Sergio Cardona, analista del Observatorio del Alquiler, indica que "pese a que en esos lugares con más turismo el peso de los alquileres en régimen turístico es muy alto, la realidad es que su presencia es muy desigual y no afecta de igual manera a todas las zonas de una ciudad" por lo que el problema de escasez de oferta persistiría, añade.

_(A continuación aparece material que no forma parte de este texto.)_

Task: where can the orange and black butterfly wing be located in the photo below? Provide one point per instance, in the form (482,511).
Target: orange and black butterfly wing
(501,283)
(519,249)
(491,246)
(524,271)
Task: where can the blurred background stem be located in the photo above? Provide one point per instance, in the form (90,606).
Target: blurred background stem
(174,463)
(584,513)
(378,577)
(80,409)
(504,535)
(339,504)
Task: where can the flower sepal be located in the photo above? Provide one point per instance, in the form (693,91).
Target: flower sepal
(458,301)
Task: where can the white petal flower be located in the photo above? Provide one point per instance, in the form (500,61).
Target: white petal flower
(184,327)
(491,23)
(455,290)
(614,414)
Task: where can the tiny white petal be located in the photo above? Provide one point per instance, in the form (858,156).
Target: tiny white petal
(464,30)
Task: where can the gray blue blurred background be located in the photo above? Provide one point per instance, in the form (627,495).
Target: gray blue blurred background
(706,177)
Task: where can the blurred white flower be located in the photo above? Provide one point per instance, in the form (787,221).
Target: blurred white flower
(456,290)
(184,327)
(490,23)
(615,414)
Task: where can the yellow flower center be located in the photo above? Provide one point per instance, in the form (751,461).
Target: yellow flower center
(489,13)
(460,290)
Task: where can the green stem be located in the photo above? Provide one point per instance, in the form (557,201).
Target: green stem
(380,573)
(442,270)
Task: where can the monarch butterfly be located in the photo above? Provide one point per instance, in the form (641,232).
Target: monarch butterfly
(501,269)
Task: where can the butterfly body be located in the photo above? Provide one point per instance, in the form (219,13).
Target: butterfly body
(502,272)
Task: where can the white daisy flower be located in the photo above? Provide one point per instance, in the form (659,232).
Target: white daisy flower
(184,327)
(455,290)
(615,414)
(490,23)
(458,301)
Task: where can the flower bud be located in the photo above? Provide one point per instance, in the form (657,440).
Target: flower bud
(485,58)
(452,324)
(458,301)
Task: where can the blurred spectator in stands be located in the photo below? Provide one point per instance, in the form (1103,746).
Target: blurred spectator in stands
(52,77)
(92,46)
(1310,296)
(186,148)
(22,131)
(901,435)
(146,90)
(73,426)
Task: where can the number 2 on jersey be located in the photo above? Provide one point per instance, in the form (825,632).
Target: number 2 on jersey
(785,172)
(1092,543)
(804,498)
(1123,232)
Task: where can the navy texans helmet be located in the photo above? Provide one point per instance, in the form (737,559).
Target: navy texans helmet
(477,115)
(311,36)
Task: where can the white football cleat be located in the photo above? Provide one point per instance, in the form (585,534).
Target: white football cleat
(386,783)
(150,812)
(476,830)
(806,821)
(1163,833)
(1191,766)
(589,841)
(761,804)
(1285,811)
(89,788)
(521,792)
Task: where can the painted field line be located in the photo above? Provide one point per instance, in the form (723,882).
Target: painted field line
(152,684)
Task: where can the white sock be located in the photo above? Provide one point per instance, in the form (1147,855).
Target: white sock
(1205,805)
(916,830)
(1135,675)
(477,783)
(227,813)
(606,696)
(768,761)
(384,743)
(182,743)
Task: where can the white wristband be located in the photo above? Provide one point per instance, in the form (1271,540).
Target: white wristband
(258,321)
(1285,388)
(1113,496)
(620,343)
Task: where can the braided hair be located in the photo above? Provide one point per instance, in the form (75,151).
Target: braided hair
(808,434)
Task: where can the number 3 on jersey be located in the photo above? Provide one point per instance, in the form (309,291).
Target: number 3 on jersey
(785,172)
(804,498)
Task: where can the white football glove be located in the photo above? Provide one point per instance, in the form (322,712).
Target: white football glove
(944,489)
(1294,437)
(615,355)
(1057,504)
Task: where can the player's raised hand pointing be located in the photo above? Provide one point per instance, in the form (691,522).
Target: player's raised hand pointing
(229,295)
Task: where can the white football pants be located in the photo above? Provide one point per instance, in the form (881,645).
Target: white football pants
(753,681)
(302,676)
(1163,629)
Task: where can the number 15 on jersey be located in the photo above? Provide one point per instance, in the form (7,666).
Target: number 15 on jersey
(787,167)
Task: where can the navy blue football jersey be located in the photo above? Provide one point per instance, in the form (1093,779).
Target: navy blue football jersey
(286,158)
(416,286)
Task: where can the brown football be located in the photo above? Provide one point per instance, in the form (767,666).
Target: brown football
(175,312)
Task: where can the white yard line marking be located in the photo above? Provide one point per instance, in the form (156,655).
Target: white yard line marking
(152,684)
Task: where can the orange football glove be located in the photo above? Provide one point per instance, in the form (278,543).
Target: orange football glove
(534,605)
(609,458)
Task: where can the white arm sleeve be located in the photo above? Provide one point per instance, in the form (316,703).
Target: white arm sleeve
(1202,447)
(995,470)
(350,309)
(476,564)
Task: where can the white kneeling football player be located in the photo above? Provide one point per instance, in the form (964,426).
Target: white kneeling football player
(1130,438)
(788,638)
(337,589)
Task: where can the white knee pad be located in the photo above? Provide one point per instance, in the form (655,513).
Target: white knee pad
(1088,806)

La leve repercusión se explica en las segundas residencias. En muchas de estas zonas turísticas, los propietarios pasan poco tiempo en sus viviendas 'de retiro' por lo que optan por sacarlas al mercado del alquiler turístico durante el tiempo que no van a disfrutar de ellas para obtener rentabilidad pero no se plantean sacarlas como alquiler de larga estancia; el trasvase al mercado del alquiler residencial nunca sería total.

Palma de Mallorca, que ha prohibido nuevas licencias de alquiler turístico, es un ejemplo de la distorsión entre oferta y demanda que no solucionaría el fin del alquiler de viviendas a turistas. Cardona indica que en este caso el peso real de los inmuebles turísticos en esta ciudad es de tan solo el 1,03%, y su incorporación solo supondría un incremento de la oferta del 4,66%, "unas cifras claramente insuficientes para hacer frente al problema de acceso a una vivienda en la capital balear".